When your content strategy goes wrong

Last updated: 2025-Sep-23

Writing this blog post wasn’t part of my plan.

A major part of my post-launch content strategy was releasing blog posts on a regular cadence to drive traffic. As I built my site, I documented the process through partially written Markdown files. I stored these blog post stubs in a DONT-DELETE branch in my Git repository. Not quite best practice, but also not unusual to those who have had to clean up obsolete branches.

When it came time to pull one out of that branch, I decided the content reuse piece was in pretty good shape. I updated it, published the post, and felt good about where I’d taken it. It followed an AI-related post that was widely viewed (surprise!). Not surprisingly, the AI post was a bigger draw than content reuse.

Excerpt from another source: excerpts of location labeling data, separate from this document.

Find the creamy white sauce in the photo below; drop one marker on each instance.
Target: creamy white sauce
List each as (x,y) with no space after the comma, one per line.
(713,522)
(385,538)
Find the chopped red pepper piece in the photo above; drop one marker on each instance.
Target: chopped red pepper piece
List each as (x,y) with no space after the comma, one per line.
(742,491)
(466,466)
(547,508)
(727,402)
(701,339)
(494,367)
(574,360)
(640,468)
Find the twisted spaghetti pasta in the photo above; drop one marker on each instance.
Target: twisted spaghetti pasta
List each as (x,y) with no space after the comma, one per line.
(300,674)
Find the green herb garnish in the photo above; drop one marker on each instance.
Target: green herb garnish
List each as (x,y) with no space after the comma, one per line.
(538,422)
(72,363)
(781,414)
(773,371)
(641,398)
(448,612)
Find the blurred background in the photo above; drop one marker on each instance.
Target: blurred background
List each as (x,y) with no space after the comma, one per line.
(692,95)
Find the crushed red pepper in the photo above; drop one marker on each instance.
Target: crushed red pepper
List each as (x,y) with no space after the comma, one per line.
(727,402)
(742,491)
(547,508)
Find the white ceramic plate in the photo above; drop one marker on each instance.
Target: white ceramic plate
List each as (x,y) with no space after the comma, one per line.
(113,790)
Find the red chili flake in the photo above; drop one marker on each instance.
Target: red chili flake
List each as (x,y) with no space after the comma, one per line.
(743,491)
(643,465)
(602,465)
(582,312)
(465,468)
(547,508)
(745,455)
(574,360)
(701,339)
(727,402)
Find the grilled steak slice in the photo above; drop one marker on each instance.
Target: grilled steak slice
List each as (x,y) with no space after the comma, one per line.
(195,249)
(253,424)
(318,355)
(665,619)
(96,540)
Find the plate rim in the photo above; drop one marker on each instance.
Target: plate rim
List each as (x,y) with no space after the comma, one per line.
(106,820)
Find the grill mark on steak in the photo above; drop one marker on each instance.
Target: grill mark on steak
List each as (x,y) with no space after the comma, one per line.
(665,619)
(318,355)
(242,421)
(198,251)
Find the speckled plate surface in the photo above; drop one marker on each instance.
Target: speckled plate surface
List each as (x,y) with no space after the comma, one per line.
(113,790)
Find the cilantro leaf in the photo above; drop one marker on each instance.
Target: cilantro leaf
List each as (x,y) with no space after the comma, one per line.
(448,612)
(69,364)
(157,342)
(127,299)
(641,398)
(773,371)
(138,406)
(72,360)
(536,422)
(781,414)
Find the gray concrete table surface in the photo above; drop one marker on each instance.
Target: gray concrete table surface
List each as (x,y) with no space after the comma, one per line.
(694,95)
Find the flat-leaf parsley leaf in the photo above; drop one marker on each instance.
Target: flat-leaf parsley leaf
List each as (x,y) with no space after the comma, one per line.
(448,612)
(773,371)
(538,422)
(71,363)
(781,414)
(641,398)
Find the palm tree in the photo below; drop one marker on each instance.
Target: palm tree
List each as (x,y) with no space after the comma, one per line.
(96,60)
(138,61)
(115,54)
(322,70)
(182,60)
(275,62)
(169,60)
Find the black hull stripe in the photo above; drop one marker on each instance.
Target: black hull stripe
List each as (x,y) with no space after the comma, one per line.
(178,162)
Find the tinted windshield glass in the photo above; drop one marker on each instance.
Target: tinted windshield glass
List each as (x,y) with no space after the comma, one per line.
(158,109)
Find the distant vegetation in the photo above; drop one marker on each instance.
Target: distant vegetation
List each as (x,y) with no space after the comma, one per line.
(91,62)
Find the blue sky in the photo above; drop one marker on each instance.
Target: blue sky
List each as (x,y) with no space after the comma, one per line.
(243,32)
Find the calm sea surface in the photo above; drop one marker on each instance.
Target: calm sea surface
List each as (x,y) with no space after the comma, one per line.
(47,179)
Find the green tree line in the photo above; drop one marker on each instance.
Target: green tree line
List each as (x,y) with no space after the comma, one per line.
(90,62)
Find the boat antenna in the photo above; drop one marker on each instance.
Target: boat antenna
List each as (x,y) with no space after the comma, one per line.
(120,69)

…Then I noticed I’d already used a large portion of it on my already-published site structure post. Ironically, my blog post about reusing content duplicated my own content.

Test case

Once I discovered the mistake a few days later, I left both up for a couple of weeks to see what happened (also to figure out what to do next). Either no one noticed or no one notified me. Based on my Google Analytics, it seems to be the former.

Lessons learned

I had a chance to fix things that no one noticed. I restructured and rewrote three posts to make for tighter, more focused topics, and linked across them to (hopefully) drive traffic.

The reality is that this is a luxury you don’t have when you publish professional content at scale. In a production environment with a team of writers, my error would probably be noticed in a content review by someone who’s familiar with existing body of content. But this relies on humans, which is why it’s important to have governance and automated quality checks in place.

On the plus side, I got another blog post out of it.